Unprecedented Federal Agreement Will Spur Conservation on Privately Owned Lands
Landowners gain long-term regulatory predictability in management practices; sportsmen benefit from enhanced habitat conservation for key game species
WASHINGTON – An unprecedented lands management approach unveiled by the federal government will provide long-term regulatory predictability to agricultural and private landowners and improve habitat for a range of valuable game species, the Theodore Roosevelt Conservation Partnership announced today.
Natural Resources Conservation Service Chief Dave White and U.S. Fish and Wildlife Service Director Dan Ashe discussed the innovative new approach on Sunday evening at the TRCP’s annual Western Media Summit, briefing participants about the plan’s benefits and objectives. The plan was formally announced this morning.
“This partnership between the U.S. Fish and Wildlife Service and the Natural Resources Conservation Service reflects the direction we need to go and want to go in the future,” said Ashe. “It’s important for agriculture and important for species conservation. It represents a great step forward – and how we need to continue doing business moving forward.”
Farmers, ranchers and forest landowners taking part in the Agriculture Department’s Working Lands for Wildlife initiative are eligible to participate in the approach, whereby landowners voluntarily implement practices designed to conserve fish and wildlife habitat, including habitat for several at-risk and vulnerable game species. Seven species, including the sage grouse and lesser prairie chicken, are identified as initial targets for management.

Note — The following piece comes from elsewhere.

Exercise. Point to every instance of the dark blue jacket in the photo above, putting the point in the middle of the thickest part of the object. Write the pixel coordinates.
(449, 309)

“By adopting this approach, we’re maximizing our investments in conservation and working cooperatively to resolve habitat management issues,” said White. “We think this agreement should be the template for how we deal with endangered species in America.”
“Through the Working Lands for Wildlife Initiative, the departments of Interior and Agriculture recognize that private landowners have been and will be more effective wildlife stewards if they just receive a little help,” said Dr. Steve Williams, president of the Wildlife Management Institute, former director of the U.S. Fish and Wildlife Service and TRCP board member.
“This initiative provides a powerful tool for farmers, ranchers, and forest land owners,” stated Williams. “Through the federal government’s providing technical assistance and grant dollars, wildlife habitat practices will be put in place to preserve species and provide much needed regulatory certainty for landowners struggling to sustain their private working lands.”
“This unique agreement recognizes that species conservation works best when private landowners are committed and active partners in the process,” said TRCP President and CEO Whit Fosburgh. “It makes funds available to help implement important projects and guarantees to landowners that the government won’t keep moving the goal line.
“Certainty is key,” continued Fosburgh. “If a landowner undertakes conservation projects that work and a listed species moves onto his or her lands, or if a resident non-listed species like sage grouse subsequently becomes listed under the Endangered Species Act, that landowner can be confident that he or she won’t suddenly be subject to new restrictions or penalties.”
Such “safe harbor” agreements are not unique and are a mainstay of Endangered Species Act implementation on private lands. The new plan, however, is notable both in its duration (up to 30 years) as well as its scope (in terms of geographical range of the species in question). Further, WLFW is strongly funded: $33 million has been allocated for on-the-ground implementation of the initiative in 2012.
“Why should sportsmen care about this initiative?” asked Fosburgh. “First, the seven species in the agreement are surrogates for important game species. Conserving and restoring sage grouse directly benefits mule deer and pronghorn, which share the same habitats. Second, about half of all Americans hunt only on private lands. Ensuring that these lands remain healthy and productive and that landowners have adequate resources and long-term regulatory certainty is in everyone’s best interests. Secretaries Vilsack and Salazar should be commended for taking this bold step forward in the name of conservation and sportsmen.”
“The Grouse Partnership is encouraged to see the NRCS and USFWS work together to conserve grouse,” said Dr. Terry Riley, director of conservation policy for The Grouse Partnership, a TRCP partner group. “We hope this cooperative effort will result in more and better grouse habitat and more opportunities for grouse enthusiasts.”
“This is the quintessential ‘win-win’ proposition for wildlife and private land owners – ball caps and cowboy hats will be waving across the country,” concluded Williams. “I applaud the ingenuity and partnership-building efforts of the Fish and Wildlife Service and the Natural Resource Conservation Service.”
Inspired by the legacy of Theodore Roosevelt, the TRCP is a coalition of organizations and grassroots partners working together to preserve the traditions of hunting and fishing.